Oak Openings – by Nate Simons

On our way to South Haven to enjoy the beaches and waters of Lake Michigan one fine late August day, we stopped at the rest area on Interstate 94 near Kalamazoo. Near the parking lot, an historical marker with the words “Oak Openings” caught my attention. I read about the natural history of the region around Kalamazoo and the term coined by mid-nineteenth century author James Fenimor Cooper (think Last of the Mohicans) in his book by the same title.

a-weathered-bur-oak-at-the-edge-of-a-field-at-pigeon-river-fish-and-wildlife-area.jpg
A weathered bur oak at the edge of a field at Pigeon River Fish and Wildlife Area

Oak openings as a landscape type were once found in our region. In fact, oak openings are described as the settlement place of choice in the History of Steuben County: 1885. Oak openings, as the name suggests, are open areas in an otherwise closed-canopy forest. The openings, historically were hundreds and thousands of acres in size. Bur oaks were the predominant tree of the openings and typically were scattered within the openings with the floor of the openings composed of prairie grasses and wildflowers. The oak openings existed on a landscape continuum between forest and prairie.

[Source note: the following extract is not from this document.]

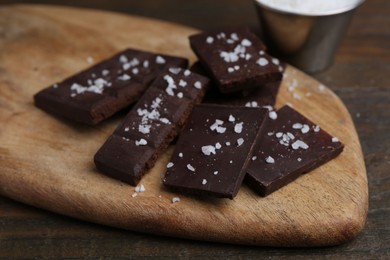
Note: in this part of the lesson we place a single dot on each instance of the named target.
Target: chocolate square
(213, 150)
(290, 146)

So I bought the book, Oak Openings, and finally finished it this month. In the tale Cooper writes of the adventures of a professional bee-hunter and his interactions with the Potawatomi tribe at the beginning of the War of 1812. The setting for the adventure was the Kalamazoo River and the oak openings of the present day Kalamazoo-Portage-Schoolcraft area in Kalamazoo County.

In this and the coming issues of Rustling Grass, I will share excerpts from Cooper’s book. Following is the description of the tale’s setting. Go back in time with me and imagine a wilderness that was the happy hunting grounds of a people who lived here before us and took care of the land a bit differently than we do.

The precise period of our legend was in the year 1812, and the season of the year the pleasant month of July, which had now drawn near to its close. The sun was already approaching the western limits of a wooded view, when the actors in its opening scene must appear on a stage that is worthy of a more particular description.

The region was, in one sense, wild, though it offered a picture that was not without some of the strongest and most pleasing features of civilization. The country was what is termed “rolling,” from some fancied resemblance to the surface of the ocean, when it is just undulating with a long “ground-swell.”

Although wooded, it was not, as the American forest is wont to grow, with tail straight trees towering toward the light, but with intervals between the low oaks that were scattered profusely over the view, and with much of that air of negligence that one is apt to see in grounds where art is made to assume the character of nature. The trees, with very few exceptions, were what is called the “burr-oak,” a small variety of a very extensive genus; and the spaces between them, always irregular, and often of singular beauty, have obtained the name of “openings”; the two terms combined giving their appellation to this particular species of native forest, under the name of “Oak Openings.”

These woods, so peculiar to certain districts of country, are not altogether without some variety, though possessing a general character of sameness. The trees were of very uniform size, being little taller than pear-trees, which they resemble a good deal in form; and having trunks that rarely attain two feet in diameter. The variety is produced by their distribution. In places they stand with a regularity resembling that of an orchard; then, again, they are more scattered and less formal, while wide breadths of the land are occasionally seen in which they stand in copses, with vacant spaces, that bear no small affinity to artificial lawns, being covered with verdure. The grasses are supposed to be owing to the fires lighted periodically by the Indians in order to clear their hunting-grounds.